Love the photo captions. They really sum up your theory quite nicely. :)

laughingmom said...

Hear! Hear! You got it right! Kind of like we thought Tom Cruise was cool (before we knew he was crazy) when he turned his parent's house into a brothel in Risky Business...and that HELPED him get into college. I didn't let my son watch that one before he did his applications.

Suldog said...

I feel the same way about Yogi Bear and Ranger Smith.

Jenn Thorson said...

I have always had this Ferris Bueller problem. What always bothered me was his mom was NICE... really NICE... she cared about him, like, a LOT. She was so concerned he was sick. And he still had no problem making a total fool out of her.

I wanted his parents to deserve being lied to.

Eva Gallant said...

Just call me a rebel (and I'm a former teacher), but I loved Ferris Bueller's Day Off! It was so irreverently funny.

Jeanne said...

Yeah, I always identified with Cameron way more than Ferris.

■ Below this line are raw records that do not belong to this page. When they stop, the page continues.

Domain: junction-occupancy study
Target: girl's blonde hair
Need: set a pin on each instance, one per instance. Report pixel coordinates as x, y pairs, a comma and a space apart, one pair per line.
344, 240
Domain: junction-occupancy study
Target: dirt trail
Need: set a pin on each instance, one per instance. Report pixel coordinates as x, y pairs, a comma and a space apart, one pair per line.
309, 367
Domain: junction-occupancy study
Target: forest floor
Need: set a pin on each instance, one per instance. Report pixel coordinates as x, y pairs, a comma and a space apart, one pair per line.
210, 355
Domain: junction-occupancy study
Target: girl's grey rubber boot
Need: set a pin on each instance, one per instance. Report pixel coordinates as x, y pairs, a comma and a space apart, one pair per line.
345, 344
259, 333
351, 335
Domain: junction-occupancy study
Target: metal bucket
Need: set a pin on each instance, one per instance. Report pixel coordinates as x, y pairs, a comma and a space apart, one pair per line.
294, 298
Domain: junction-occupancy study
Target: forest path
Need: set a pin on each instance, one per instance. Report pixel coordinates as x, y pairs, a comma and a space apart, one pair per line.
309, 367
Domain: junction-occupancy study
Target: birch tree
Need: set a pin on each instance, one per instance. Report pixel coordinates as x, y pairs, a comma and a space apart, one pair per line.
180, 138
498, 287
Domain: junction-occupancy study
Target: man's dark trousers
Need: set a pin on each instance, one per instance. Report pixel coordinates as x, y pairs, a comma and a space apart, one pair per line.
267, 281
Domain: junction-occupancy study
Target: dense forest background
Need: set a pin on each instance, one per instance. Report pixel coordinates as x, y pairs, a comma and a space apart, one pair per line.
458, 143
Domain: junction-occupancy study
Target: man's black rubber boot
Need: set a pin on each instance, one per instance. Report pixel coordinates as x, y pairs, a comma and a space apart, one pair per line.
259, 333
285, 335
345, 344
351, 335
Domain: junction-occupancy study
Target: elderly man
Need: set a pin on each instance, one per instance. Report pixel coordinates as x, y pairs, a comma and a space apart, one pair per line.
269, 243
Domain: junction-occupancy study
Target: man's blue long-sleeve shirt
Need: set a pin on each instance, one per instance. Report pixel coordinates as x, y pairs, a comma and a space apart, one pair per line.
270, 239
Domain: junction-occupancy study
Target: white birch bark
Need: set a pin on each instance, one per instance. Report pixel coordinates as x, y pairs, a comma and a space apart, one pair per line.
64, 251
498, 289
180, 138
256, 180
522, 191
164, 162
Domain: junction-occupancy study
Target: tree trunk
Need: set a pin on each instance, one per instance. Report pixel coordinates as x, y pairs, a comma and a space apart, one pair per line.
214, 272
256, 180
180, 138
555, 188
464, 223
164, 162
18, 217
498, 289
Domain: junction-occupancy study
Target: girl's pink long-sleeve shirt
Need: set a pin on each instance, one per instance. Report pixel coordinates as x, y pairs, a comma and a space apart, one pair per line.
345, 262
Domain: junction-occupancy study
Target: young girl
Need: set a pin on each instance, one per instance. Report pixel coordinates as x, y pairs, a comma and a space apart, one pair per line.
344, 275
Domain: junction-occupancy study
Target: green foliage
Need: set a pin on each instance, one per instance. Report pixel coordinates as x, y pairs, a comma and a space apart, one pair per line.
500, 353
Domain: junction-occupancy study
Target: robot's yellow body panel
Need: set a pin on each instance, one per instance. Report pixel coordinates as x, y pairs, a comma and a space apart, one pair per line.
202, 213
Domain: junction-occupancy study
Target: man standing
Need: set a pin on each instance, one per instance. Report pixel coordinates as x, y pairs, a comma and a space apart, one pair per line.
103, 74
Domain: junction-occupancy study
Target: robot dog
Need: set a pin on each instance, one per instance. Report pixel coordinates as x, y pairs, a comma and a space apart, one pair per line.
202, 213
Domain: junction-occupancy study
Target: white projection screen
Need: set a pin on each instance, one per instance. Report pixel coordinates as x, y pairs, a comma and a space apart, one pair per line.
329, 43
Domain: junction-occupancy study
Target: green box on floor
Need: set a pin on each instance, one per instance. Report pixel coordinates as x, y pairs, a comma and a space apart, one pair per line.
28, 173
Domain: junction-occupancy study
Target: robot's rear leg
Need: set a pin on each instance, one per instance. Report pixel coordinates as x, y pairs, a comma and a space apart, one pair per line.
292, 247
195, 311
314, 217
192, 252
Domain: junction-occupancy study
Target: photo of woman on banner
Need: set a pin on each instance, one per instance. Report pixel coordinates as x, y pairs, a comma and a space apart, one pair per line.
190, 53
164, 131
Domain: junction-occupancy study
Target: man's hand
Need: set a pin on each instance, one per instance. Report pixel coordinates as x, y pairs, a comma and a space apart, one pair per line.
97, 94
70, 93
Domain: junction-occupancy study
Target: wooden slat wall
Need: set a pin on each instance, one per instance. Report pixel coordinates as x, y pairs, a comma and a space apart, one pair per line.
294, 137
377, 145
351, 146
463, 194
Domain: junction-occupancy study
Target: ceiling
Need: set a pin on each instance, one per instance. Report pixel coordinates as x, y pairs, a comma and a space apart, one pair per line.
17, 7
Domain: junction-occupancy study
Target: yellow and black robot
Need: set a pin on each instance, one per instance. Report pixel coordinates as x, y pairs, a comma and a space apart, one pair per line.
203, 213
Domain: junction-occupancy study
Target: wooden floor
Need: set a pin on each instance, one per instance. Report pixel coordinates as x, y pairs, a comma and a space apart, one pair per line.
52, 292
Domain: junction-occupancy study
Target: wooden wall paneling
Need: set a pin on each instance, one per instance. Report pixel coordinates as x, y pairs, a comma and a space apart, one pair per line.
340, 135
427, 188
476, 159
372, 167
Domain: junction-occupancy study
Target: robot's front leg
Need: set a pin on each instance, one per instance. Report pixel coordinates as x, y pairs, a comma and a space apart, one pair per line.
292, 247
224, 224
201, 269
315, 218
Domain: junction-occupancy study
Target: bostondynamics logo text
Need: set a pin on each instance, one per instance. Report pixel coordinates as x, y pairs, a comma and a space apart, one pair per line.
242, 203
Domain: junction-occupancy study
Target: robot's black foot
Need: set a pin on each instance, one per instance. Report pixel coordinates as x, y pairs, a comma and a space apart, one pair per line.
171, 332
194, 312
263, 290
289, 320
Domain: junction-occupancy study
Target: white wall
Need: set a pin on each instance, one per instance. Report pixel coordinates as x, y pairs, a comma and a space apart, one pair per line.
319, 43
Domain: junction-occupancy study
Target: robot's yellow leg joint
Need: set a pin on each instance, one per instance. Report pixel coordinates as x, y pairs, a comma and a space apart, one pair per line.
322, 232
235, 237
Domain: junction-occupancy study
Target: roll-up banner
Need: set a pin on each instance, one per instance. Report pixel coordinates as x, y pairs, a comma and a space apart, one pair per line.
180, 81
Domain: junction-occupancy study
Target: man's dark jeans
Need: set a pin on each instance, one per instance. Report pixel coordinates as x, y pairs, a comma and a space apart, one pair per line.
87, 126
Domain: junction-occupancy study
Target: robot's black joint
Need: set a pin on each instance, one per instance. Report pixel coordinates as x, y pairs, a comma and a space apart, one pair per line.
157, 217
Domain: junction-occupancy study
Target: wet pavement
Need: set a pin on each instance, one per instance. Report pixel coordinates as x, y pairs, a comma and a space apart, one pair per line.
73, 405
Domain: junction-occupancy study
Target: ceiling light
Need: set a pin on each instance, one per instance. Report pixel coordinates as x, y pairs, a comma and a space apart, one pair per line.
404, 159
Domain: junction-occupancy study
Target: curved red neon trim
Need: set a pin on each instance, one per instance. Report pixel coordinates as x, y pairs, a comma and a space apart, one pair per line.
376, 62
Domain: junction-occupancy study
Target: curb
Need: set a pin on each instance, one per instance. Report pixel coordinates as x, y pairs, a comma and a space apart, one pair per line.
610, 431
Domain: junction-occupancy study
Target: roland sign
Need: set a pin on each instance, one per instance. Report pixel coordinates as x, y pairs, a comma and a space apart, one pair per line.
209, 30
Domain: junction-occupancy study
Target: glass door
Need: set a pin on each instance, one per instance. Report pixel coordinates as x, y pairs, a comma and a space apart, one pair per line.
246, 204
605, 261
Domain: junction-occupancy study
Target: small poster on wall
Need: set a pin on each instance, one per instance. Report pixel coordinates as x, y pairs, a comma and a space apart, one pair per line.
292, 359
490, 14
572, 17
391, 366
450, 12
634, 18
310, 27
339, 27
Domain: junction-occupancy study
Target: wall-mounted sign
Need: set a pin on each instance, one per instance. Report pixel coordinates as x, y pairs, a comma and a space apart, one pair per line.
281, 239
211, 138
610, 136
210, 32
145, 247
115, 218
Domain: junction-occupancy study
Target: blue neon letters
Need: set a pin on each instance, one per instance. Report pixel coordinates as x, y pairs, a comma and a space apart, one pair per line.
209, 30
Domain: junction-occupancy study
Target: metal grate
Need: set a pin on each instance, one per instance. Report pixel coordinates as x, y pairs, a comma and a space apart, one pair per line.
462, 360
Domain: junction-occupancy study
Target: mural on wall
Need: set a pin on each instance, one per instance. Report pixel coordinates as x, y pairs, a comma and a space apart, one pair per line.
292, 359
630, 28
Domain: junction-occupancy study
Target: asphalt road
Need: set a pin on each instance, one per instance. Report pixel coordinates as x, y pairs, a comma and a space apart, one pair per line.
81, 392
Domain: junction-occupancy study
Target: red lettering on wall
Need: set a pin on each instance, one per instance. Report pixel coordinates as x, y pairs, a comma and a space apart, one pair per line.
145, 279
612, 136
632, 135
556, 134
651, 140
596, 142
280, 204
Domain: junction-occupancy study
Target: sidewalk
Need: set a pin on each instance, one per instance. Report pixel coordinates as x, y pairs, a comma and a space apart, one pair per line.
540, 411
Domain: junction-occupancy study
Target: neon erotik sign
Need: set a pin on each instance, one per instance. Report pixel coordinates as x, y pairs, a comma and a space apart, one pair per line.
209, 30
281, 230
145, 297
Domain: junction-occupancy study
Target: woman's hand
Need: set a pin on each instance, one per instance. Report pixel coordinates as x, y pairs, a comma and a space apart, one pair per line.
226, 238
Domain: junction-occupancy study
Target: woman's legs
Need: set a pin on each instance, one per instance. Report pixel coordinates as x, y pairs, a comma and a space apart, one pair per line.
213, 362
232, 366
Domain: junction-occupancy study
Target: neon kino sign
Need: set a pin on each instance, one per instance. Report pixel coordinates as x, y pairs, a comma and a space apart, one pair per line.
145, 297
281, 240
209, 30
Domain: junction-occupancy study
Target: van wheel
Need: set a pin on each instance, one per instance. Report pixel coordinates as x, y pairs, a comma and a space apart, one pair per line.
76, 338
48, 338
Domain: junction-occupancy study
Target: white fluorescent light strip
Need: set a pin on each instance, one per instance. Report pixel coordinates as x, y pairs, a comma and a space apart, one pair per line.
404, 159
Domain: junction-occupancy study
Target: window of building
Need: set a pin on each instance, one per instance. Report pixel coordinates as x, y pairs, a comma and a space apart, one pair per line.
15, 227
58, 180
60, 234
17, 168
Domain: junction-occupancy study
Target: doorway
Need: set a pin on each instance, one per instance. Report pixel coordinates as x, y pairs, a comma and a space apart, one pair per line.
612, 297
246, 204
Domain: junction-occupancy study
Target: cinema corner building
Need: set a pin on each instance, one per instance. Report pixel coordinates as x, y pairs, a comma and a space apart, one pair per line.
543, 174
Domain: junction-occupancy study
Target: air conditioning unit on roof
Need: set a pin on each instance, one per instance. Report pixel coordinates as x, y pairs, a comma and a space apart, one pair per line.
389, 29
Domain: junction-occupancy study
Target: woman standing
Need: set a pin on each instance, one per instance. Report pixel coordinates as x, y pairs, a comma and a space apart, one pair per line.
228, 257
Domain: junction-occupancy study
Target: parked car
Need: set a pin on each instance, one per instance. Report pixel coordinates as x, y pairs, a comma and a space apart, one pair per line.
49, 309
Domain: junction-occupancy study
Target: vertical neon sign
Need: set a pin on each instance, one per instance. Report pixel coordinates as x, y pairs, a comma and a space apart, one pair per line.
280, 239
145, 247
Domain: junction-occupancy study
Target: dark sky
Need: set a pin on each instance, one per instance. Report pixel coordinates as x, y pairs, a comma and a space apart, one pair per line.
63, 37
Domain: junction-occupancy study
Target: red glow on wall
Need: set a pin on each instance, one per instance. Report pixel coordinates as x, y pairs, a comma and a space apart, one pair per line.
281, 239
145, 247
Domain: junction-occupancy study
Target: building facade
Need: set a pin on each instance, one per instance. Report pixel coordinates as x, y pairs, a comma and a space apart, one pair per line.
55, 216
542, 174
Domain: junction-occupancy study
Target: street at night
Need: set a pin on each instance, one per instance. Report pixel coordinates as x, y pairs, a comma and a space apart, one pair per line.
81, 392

And I think Elphaba, the WWoftheW in Wicked said it best: "What kind of person steals a dead woman's shoes?"

Quirkyloon said...

"And don't even get me started on the little shits in The Family Circus."

*triple dog dare snort*

I almost peed my pants from laughing at this line!

Another brilliantly funny post! When you comin' back to HBDC? *sly smile*

Gina said...

LOVE your writing! Way to bring it back around at the end.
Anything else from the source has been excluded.